Ingredients
- Parchment paper
- 4 (6-7 ounce) portions sea bass
- Salt and freshly ground black pepper
- 1 bunch scallions, cut into 3-inch pieces on an angle
- 1/2 pound shiitake mushrooms, stemmed and sliced
- 3-4-inch knob ginger, peeled and thinly sliced
- 4 large cloves garlic, peeled and thinly sliced
- 3 tablespoons honey
- 2 tablespoons rice wine vinegar
- 3 tablespoons tamari sauce
Preparation
Step 1
Rip off 4 pieces of parchment to form packets each about 12-inches long. Season fish with salt and pepper. Place a piece of parchment in a shallow dish then in the center of the paper stack 1/4 of the scallions and shiitakes, layer with slices of ginger and garlic and top with fish. Combine the honey, vinegar and tamari and pour 1/4 of the sauce over fish. Fold over the top of the parchment; then roll the sides in to form a sealed pouch. Repeat with remaining parchment and ingredients. Arrange the pouches on a baking sheet and roast in hot oven 12-14 minutes.
I served with Lemon Chive Noodles (below)
Salt
1 pound whole-wheat fettuccine or pappardelle noodles
2 cups chicken stock
1 tablespoon extra virgin olive oil (EVOO)
2 lemons, zested and sliced
1/2 cup tamari sauce
1 bunch chives, chopped into 1-inch lengths
Freshly ground black pepper
Hot sauce (optional)
Bring a large pot of salted water to a boil add the pasta and cook until just shy of al dente. Drain.
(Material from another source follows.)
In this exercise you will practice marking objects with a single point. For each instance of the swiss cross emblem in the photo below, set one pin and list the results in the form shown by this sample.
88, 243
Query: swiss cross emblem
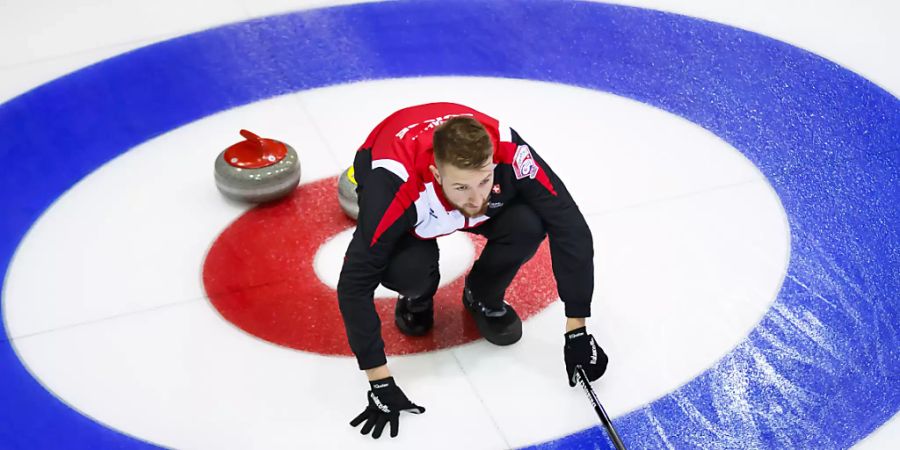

While pasta water comes to a boil, heat the stock, oil, sliced lemon and tamari sauce and allow to reduce over medium-high heat, about 7-8 minutes. Toss cooked pasta with sauce for 1-2 minutes to absorb flavor, add in reserved zest and chives then serve as first course or a side dish. Spice it up with pepper or hot sauce to pass at table.